Customers are still looking for the same things they’ve always wanted: speed, convenience, easy discovery, good service, and confidence in their decisions. The brands that deliver those outcomes consistently — regardless of channel — will be best positioned as agentic commerce evolves.
And in an agent-mediated world, the question is no longer whether AI can guide the decision. It’s whether your products give it enough confidence to choose.
Frequently asked questions
What is the “trust gap” in agentic commerce?
The trust gap refers to the disconnect between what AI agents can do and what users and businesses are comfortable relying on them to do. While agents are effective at recommending and comparing products, confidence drops when those recommendations turn into actual decisions or transactions.
Why don’t people fully trust AI to make buying decisions yet?
Trust breaks when the information behind recommendations feels incomplete, inconsistent, or hard to verify. Most product data was not designed for automated decision-making, and users still want to confirm key details before committing, especially for higher-value or higher-risk purchases.
How does product data impact trust in AI recommendations?
AI agents rely on structured, consistent, and comparable data to evaluate products. When attributes are missing or unclear, or when information varies across sources, confidence drops. Clear and consistent product data makes recommendations easier to trust because the decision is easier to explain and validate.
Does agentic commerce eliminate the role of brand and content?
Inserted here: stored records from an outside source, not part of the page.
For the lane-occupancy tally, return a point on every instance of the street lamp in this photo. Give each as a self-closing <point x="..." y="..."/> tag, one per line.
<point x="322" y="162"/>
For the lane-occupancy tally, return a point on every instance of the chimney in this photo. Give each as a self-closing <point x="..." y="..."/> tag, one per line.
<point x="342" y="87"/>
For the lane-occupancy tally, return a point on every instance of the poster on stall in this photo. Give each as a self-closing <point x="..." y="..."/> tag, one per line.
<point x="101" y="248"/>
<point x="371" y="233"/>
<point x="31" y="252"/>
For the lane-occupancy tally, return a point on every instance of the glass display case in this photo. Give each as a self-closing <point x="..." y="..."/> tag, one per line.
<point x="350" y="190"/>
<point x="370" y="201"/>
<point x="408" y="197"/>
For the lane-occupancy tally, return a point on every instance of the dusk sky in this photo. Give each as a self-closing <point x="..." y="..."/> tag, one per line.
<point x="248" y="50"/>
No. Brand and content still play a critical role, but their function shifts. AI agents use structured data to recommend products, while human-facing content helps validate and confirm those recommendations. Both need to work together to build trust across the decision process.
What can brands do today to improve trust in agentic commerce?
The most effective starting point is improving product data quality and consistency. Focus on making attributes complete and comparable, supporting claims with evidence, and ensuring information is consistent across all sources. Trust builds when both AI agents and humans can rely on the same clear, verifiable foundation.